All species of section Parvisepalum, as with P. bellatulum, have subtelomeric 5S loci, some of which are closely linked with 25S loci. If 5S localization correlates significantly with homogenization, as with 25S, which is always telomeric-subtelomerically located, we should expect subtelomeric 5S repeats to show decreased sequence diversity due to stronger concerted evolutionary forces. However, this is not the case, since variation in the number of polymorphic sites is not significantly different by section (with or without Pardalopetalum included in Coryopedilum; single factor ANOVA P = 0.06 and 0.1, respectively). We therefore infer that localization of the 5S rDNA arrays only partially contributes to the weak concerted evolution observed in Paphiopedilum.

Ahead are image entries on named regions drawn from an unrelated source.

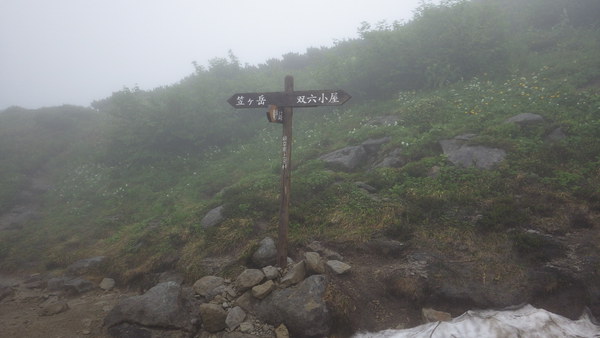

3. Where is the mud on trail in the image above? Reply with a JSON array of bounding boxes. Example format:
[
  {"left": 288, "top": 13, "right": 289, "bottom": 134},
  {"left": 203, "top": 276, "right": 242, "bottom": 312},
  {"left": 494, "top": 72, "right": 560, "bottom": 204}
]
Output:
[{"left": 0, "top": 275, "right": 132, "bottom": 338}]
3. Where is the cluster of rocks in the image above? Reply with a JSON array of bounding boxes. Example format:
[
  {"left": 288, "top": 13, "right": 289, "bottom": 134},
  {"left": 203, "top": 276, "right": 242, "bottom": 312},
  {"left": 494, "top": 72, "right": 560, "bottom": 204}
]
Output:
[
  {"left": 319, "top": 113, "right": 566, "bottom": 171},
  {"left": 104, "top": 238, "right": 351, "bottom": 337}
]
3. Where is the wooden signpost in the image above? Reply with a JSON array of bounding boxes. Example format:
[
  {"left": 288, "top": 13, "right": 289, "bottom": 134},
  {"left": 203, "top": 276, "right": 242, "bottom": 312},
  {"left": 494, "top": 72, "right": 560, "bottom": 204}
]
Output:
[{"left": 227, "top": 75, "right": 350, "bottom": 267}]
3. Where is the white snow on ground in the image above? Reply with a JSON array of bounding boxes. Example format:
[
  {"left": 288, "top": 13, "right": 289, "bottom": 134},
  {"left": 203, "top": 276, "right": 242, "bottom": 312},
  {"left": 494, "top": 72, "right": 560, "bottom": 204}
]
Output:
[{"left": 354, "top": 305, "right": 600, "bottom": 338}]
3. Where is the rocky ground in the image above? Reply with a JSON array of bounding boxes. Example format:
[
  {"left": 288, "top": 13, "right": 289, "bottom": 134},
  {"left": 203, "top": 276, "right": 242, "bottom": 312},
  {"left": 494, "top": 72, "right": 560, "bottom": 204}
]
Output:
[{"left": 0, "top": 276, "right": 131, "bottom": 338}]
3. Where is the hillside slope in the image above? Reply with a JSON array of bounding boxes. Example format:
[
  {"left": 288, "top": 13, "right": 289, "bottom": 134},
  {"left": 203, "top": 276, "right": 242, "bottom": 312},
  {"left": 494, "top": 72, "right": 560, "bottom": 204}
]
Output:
[{"left": 0, "top": 0, "right": 600, "bottom": 330}]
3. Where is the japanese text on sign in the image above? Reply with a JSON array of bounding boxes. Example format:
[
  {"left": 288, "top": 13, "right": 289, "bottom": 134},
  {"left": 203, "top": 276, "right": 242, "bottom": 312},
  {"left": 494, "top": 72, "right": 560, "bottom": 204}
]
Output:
[
  {"left": 236, "top": 95, "right": 267, "bottom": 107},
  {"left": 296, "top": 92, "right": 340, "bottom": 104}
]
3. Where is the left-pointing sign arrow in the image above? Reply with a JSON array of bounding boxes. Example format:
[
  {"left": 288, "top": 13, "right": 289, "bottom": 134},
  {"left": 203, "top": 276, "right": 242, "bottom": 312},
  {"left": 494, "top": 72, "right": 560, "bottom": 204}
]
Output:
[{"left": 227, "top": 89, "right": 351, "bottom": 109}]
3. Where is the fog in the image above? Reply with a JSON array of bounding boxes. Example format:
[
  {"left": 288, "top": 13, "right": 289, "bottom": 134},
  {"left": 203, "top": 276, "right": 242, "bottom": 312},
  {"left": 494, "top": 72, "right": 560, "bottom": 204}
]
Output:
[{"left": 0, "top": 0, "right": 434, "bottom": 109}]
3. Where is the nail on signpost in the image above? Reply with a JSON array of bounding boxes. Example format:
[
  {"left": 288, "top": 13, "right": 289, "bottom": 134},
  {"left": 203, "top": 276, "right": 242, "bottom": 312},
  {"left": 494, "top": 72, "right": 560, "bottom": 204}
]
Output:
[{"left": 227, "top": 75, "right": 350, "bottom": 267}]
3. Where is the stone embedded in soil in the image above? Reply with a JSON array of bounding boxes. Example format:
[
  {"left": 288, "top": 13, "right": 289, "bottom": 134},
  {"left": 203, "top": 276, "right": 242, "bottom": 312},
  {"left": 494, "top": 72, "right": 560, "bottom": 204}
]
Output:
[
  {"left": 252, "top": 280, "right": 276, "bottom": 299},
  {"left": 327, "top": 260, "right": 352, "bottom": 275},
  {"left": 99, "top": 278, "right": 115, "bottom": 291},
  {"left": 193, "top": 276, "right": 225, "bottom": 299},
  {"left": 200, "top": 303, "right": 227, "bottom": 333},
  {"left": 39, "top": 301, "right": 69, "bottom": 316},
  {"left": 281, "top": 261, "right": 306, "bottom": 287},
  {"left": 235, "top": 269, "right": 265, "bottom": 292},
  {"left": 225, "top": 306, "right": 246, "bottom": 330}
]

There are several other hypothesized mechanisms that could lead to the weak concerted evolutionary force on 5S rDNA arrays. For example, ongoing chromosomal rearrangement such as insertion, deletion, or transposition could occur within arrays too frequently for interlocus concerted evolution to be effective. Another possibility is that concerted evolutionary processes homogenize 5S rDNA arrays at rates lower than the rate of speciation, thus novel mutations cannot be fixed or removed and high levels of intralocus polymorphism are expected within arrays [17]. Additionally, the base composition and secondary structure of rDNA sequences may also affect the rate of concerted evolution [53]. It is unknown whether weak concerted evolutionary forces are shared by other Paphiopedilum tandem repeats, or if this is characteristic of 5S rDNA arrays only. This issue can be elucidated by further studies on other tandem repeats, such as 25S rDNA arrays.